Numerous seasonal beers are released during the year: Insanity, the bourbon bbl aged version of Blithering Idiot, is released in January; February sees launch of bourbon bbl aged Old Heathen under the name of Heresy; the spring seasonal available beginning April is White Sun Wit; Imperial Pumpkin releases in July; AutumnFest in September; Winter Ale in October; and QUAD Belgian-style Quadrupel Ale in November. Viridis Lupulus is a spring hop beer first released in 2013 that is set to change with a selection of hops from year to year. Riserva is an American Wild Ale that is fermented with raspberries for over a year in oak barrels. Many of the barrel aged beers are distributed in 750mL bottles. The previously noted Brewers’ Select series – consisting of experimental one-off creations meant to serve as a creative playground for the brewing staff – are released in limited quantities every few months. Regarding the naming methodology, the brewers have made their way through the entire NATO phonetic alphabet and, beginning in 2013, started utilizing names of constellations of the northern hemisphere. The styles have varied drastically and can be purchased in 12oz bottles solely from the brewery’s visitors center with extremely limited keg distribution to select regional accounts. Finally, Weyerbacher has celebrated each year in business since the decade mark with a special anniversary release, styles ranging from spiced saison to triple IPA to this year’s upcoming 19th anniversary release, a tart mango wheat ale.

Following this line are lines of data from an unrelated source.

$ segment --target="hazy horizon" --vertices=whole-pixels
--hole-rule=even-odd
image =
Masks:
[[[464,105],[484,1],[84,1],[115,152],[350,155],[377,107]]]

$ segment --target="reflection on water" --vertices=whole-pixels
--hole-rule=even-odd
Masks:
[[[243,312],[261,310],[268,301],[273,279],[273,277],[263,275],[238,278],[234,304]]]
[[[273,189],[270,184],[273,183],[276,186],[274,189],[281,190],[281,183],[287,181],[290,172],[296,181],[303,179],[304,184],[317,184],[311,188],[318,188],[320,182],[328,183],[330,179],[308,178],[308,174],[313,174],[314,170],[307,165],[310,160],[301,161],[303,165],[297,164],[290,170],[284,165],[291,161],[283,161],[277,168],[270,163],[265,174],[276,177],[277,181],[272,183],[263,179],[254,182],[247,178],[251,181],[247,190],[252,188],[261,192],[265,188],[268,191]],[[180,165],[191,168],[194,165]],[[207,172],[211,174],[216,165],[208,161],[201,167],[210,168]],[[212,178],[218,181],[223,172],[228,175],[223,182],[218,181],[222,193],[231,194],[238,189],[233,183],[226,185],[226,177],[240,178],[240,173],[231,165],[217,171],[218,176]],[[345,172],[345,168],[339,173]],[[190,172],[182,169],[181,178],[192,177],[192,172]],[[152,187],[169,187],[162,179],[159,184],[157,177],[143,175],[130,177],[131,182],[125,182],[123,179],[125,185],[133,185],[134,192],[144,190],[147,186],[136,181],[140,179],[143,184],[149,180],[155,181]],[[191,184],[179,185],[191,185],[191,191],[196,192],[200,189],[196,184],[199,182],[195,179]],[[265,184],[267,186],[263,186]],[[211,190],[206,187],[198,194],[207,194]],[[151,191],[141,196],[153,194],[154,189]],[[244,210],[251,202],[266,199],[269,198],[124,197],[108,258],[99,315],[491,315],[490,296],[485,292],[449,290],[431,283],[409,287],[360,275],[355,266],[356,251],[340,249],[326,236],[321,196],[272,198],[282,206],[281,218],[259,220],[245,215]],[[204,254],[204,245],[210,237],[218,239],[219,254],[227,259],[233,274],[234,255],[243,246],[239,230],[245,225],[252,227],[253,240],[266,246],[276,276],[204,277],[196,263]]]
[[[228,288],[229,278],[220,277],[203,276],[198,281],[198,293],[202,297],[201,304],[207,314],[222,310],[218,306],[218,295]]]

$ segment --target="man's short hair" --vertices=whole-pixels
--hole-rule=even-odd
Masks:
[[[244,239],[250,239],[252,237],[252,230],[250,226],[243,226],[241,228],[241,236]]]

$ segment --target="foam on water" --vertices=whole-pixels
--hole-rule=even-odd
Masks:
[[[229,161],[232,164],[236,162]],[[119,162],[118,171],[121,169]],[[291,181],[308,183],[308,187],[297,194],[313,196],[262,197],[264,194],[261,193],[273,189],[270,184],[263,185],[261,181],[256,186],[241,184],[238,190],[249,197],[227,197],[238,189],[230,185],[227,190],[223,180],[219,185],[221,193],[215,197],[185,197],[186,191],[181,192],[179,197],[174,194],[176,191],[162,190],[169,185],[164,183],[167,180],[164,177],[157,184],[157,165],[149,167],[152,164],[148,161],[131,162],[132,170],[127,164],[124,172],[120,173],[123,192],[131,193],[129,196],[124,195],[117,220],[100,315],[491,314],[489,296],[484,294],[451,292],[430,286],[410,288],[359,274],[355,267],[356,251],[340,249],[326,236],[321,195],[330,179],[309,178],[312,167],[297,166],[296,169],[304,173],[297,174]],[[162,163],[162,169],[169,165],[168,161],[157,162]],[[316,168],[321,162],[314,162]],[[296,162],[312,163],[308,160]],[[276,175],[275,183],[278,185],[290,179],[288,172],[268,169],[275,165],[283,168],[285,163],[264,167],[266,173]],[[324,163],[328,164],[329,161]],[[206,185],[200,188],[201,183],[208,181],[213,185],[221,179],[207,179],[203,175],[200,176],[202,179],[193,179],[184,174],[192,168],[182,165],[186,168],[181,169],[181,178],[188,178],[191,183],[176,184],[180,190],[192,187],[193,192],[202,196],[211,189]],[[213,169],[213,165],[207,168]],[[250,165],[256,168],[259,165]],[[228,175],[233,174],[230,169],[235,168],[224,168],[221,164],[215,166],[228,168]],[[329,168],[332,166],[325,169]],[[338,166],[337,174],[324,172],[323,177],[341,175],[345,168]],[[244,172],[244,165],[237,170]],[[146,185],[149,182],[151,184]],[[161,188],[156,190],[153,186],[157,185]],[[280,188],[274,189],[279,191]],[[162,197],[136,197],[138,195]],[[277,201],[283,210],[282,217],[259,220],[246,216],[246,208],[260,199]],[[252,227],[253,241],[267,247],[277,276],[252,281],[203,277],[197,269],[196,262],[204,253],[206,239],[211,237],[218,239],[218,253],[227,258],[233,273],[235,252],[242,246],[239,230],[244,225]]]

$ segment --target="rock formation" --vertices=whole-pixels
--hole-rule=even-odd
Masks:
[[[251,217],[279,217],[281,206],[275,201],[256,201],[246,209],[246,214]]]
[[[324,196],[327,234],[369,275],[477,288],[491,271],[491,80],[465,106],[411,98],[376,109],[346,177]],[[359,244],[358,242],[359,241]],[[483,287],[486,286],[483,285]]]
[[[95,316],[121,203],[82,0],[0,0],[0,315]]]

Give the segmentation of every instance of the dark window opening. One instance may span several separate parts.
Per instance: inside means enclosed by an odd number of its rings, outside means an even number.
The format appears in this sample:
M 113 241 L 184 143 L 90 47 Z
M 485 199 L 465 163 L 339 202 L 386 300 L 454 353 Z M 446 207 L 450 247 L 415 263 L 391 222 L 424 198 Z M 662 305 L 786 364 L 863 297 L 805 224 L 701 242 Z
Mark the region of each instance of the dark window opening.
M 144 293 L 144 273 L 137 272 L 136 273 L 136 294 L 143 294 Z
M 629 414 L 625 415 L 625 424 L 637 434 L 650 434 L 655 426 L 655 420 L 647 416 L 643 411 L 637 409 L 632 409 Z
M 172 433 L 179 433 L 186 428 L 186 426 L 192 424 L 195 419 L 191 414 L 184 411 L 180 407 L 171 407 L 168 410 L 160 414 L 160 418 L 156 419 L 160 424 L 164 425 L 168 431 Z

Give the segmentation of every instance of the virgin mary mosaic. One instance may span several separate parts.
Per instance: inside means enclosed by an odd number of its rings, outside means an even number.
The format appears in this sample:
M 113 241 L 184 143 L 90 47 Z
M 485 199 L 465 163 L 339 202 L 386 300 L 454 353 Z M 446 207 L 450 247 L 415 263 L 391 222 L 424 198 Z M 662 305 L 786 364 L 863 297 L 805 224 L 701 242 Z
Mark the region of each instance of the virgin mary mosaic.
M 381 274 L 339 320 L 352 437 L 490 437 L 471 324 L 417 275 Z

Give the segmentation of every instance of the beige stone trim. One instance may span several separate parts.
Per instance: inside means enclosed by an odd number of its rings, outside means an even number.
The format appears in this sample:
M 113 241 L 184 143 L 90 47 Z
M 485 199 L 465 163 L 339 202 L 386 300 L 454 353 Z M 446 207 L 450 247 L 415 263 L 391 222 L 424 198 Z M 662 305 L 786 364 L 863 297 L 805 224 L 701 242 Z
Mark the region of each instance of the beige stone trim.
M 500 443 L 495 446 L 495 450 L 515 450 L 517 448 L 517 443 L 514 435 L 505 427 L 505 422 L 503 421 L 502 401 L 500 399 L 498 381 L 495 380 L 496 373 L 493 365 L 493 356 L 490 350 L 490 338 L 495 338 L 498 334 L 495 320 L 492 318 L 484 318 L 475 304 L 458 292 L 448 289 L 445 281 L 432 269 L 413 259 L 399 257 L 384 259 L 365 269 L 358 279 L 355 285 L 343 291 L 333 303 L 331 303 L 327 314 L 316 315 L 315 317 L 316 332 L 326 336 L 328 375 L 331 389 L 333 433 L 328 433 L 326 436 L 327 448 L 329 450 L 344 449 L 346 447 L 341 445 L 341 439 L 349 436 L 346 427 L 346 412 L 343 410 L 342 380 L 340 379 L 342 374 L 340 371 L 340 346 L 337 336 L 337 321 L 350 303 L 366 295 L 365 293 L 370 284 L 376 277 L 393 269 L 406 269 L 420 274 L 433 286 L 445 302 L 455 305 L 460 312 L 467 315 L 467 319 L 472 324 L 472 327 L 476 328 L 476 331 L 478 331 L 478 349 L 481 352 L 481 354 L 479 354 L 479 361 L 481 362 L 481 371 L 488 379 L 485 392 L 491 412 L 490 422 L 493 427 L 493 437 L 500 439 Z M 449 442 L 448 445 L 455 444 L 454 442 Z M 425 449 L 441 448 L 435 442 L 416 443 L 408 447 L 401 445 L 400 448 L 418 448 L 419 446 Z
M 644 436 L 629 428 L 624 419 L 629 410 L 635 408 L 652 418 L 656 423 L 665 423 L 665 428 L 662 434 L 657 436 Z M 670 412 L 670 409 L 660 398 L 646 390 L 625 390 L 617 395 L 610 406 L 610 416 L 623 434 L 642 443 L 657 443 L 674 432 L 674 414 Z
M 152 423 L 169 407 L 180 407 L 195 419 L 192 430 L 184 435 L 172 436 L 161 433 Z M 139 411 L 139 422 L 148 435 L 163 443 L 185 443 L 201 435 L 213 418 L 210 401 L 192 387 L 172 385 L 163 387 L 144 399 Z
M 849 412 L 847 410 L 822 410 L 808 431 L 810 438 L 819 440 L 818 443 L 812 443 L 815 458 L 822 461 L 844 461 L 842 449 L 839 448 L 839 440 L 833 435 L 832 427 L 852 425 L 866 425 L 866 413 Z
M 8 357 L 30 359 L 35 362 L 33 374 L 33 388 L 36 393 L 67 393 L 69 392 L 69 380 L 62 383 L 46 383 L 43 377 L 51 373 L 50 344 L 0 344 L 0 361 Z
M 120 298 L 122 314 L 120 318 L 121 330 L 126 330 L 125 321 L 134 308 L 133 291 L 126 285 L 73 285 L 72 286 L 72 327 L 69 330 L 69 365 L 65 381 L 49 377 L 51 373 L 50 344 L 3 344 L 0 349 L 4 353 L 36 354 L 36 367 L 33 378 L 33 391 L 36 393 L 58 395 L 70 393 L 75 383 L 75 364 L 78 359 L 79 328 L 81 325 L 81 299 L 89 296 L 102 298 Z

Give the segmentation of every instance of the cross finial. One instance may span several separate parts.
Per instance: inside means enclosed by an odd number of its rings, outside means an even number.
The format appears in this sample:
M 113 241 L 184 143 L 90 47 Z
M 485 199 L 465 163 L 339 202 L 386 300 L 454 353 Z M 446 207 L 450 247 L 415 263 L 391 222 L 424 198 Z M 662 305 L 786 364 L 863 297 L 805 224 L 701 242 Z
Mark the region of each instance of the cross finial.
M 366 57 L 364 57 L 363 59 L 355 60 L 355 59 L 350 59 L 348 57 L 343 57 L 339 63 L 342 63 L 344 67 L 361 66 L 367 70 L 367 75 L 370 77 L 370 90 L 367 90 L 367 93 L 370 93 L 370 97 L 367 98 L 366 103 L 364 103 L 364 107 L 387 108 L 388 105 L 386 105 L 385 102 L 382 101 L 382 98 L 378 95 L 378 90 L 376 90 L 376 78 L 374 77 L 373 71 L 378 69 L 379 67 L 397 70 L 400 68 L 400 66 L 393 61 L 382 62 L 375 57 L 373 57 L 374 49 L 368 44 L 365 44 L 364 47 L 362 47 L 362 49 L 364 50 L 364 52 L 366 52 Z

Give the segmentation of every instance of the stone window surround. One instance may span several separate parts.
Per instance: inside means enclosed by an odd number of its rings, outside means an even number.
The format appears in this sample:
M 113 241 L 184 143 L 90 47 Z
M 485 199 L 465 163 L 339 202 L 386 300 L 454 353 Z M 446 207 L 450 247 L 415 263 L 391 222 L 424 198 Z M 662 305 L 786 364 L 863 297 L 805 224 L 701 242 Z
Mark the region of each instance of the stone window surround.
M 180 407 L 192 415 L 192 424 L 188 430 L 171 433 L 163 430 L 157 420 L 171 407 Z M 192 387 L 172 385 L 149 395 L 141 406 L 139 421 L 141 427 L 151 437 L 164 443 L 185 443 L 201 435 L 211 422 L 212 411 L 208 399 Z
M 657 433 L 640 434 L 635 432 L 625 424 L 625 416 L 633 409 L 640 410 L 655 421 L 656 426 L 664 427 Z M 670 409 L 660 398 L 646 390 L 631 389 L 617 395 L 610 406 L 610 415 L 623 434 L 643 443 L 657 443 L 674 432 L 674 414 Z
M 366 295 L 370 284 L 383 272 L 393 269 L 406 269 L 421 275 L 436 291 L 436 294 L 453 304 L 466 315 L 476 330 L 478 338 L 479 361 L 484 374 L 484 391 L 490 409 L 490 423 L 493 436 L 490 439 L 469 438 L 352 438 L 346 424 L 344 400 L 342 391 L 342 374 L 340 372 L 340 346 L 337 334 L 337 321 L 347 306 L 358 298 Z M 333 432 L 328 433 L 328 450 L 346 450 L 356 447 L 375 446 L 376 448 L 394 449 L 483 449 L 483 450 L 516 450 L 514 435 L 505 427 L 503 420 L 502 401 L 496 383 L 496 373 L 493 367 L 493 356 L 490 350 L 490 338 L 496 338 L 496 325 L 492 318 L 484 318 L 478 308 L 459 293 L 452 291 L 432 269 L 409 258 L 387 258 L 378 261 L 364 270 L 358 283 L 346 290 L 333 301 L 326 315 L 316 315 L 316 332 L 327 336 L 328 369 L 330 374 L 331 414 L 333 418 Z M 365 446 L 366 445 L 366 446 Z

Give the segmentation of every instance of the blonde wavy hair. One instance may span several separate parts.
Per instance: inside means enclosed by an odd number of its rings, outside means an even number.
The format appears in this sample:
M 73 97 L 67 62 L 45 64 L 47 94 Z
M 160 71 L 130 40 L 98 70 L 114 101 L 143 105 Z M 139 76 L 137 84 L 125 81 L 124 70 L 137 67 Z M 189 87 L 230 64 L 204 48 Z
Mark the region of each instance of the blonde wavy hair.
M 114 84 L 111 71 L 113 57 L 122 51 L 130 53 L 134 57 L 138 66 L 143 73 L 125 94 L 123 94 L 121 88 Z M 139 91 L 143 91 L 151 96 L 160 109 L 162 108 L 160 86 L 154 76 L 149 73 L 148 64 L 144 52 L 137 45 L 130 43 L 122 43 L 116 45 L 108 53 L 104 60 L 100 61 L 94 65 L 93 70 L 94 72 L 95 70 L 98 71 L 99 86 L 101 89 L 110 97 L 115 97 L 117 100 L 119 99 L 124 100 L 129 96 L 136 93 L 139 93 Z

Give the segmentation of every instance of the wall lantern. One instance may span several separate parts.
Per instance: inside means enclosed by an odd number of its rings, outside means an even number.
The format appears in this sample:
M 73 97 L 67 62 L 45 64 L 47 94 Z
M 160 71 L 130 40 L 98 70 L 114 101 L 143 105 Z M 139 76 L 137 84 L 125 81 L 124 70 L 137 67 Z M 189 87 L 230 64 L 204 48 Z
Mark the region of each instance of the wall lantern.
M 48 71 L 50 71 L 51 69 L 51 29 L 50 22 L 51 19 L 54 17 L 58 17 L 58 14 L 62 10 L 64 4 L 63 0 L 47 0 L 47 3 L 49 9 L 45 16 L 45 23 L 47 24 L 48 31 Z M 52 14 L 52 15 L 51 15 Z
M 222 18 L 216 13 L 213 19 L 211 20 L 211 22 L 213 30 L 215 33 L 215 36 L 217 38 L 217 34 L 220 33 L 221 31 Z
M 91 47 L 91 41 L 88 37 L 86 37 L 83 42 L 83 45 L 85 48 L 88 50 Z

Bill also showed special pride in the brewery’s work with the community. The Last Chance IPA name comes from the company’s goal of helping give pets another chance. They targeted the most popular beer style, IPA, and a percentage of wholesale receipts go towards local animal charities on a rotational basis. The charities must be 501c and are entirely staff driven. This past March alone $2,800 was raised and to date the program has donated a total of over $50,000 since inception in May of 2012. Another fundraiser was done with a Belgian-style Dubbel brewed with Italian plums named Althea that was a homebrew recipe created by NJ sales rep, Natalie DeChico, and her father. They wished to do a cancer fundraiser and settled on partnering with Leheigh Valley Health Network. A group of doctors there established a fund from their own salaries to ensure that patients in remission could afford to come back for needed follow-up visits. 100% of the proceeds from that beer and accompanying t-shirts were donated to the fund. Aside from bottle releases, Weyerbacher has limited special events due to not having complete ownership of the property and parking lot – events have to be kept indoors as anything outside on the property requires a special events permit. However, the Visitors Center offers broad hours Mon-Sat 12-7pm and Sun 12-5pm with an up to date tap listing. Guests can receive six free samples and purchase beers to go. Tours are also free and are offered Fri at 5:30pm, Sat at 1, 3, & 5pm, and Sun as requested. We really want to thank Bill for taking the time to share his insight into the Weyerbacher story and to the rest of the Visitors Center staff for being so friendly and welcoming.